While nations race to devalue their currencies, they are planting the seeds of a future harvest. And we will reap what we sow -- a more devalued currency. Only in multiplied form. How does a nation like Zimbabwe, the bread basket of Africa, with nominal inflation rates equal to those in developed countries, end up with an inflation rate that is beyond comprehension? They're reaping what they sowed.

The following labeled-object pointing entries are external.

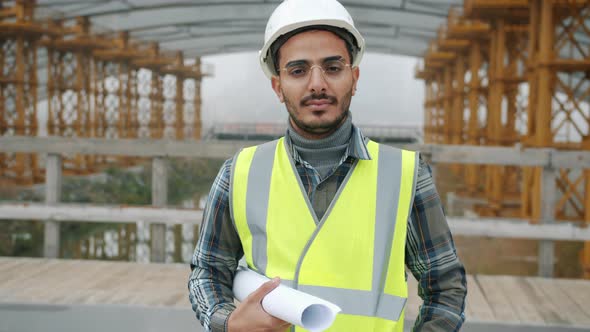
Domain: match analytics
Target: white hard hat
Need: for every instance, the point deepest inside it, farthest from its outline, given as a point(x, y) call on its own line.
point(295, 14)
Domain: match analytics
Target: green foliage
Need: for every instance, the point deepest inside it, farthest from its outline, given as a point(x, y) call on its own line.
point(187, 179)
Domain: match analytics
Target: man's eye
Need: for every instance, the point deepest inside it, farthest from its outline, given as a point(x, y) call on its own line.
point(333, 69)
point(297, 71)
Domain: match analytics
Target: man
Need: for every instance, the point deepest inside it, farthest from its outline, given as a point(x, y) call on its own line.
point(325, 209)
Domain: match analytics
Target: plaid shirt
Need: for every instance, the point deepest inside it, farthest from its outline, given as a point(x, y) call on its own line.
point(430, 252)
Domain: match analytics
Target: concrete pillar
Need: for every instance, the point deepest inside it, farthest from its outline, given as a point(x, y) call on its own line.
point(547, 248)
point(53, 180)
point(159, 199)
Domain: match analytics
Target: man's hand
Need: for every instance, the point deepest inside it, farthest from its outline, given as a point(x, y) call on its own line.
point(249, 316)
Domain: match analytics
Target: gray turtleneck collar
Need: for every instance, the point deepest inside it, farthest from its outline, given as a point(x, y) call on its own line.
point(324, 154)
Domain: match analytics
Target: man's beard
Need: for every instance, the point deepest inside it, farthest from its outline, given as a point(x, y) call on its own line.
point(319, 128)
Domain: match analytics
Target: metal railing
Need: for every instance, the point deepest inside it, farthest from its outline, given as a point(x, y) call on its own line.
point(53, 212)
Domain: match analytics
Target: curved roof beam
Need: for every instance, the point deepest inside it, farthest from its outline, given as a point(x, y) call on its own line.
point(168, 13)
point(253, 41)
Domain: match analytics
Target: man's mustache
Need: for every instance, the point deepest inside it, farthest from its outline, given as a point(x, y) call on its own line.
point(309, 98)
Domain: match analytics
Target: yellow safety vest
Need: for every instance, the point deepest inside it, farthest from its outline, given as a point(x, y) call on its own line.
point(354, 255)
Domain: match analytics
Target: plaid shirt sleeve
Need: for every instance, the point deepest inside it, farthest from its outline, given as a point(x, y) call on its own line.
point(432, 259)
point(215, 258)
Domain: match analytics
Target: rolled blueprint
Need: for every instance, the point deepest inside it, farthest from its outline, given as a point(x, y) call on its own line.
point(288, 304)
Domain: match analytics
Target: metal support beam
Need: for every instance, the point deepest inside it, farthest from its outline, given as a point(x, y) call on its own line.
point(159, 199)
point(53, 180)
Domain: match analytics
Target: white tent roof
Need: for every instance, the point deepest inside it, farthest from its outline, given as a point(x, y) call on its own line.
point(206, 27)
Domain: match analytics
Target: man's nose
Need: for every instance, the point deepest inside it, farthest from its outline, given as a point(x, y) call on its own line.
point(317, 80)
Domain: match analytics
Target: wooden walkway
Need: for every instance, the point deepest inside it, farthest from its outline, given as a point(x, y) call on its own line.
point(496, 299)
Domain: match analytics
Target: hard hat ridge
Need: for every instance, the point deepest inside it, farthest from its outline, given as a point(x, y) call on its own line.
point(295, 16)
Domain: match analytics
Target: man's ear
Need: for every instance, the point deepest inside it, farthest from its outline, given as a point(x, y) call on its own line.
point(355, 78)
point(276, 86)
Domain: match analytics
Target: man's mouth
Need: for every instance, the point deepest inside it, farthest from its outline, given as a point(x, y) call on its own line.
point(318, 103)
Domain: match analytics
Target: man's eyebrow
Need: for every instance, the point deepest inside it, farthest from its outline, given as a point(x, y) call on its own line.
point(296, 63)
point(332, 58)
point(306, 62)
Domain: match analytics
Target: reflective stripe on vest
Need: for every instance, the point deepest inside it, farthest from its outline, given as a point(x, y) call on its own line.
point(367, 219)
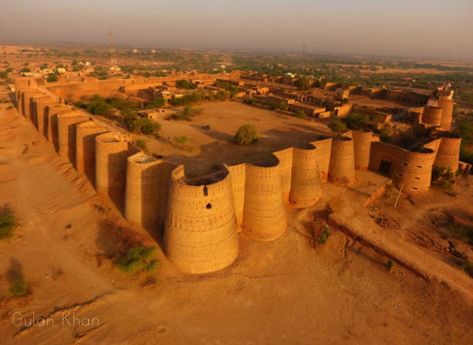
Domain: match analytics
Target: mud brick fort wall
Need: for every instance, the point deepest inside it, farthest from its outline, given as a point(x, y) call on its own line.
point(199, 219)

How will the United States, United Kingdom and Eurozone go from deflation to devaluation? By reaping what we sow. The fix is in. The game is afoot. The clock is ticking, and the bomb is being loaded with more explosives.
What to do...
Actually, it isn't that hard to figure out. Value will always go where it is well treated. When currency is devalued, the value flows into something else. It flows into what is being purchased. And as our friend Alan Knuckman of Resource Trader Alert says, it all comes back to commodities. People will still need to buy oil. They will still want gold and silver. They will still want food. Even a man with a devalued currency has to eat. So does his family. Look for prices to rise in these goods and the countries that produce them efficiently. This is why we will remain long the Aussie, and oscillate on the others as they show some profit opportunity. While our long-range forecast for the dollar, sterling, euro and yen are down... they will still offer opportunities on both sides of the trade in the meantime. But longer term, we wait to see who breaks first, and where the great run will begin. We know it will. For what a nation sows, it will reap.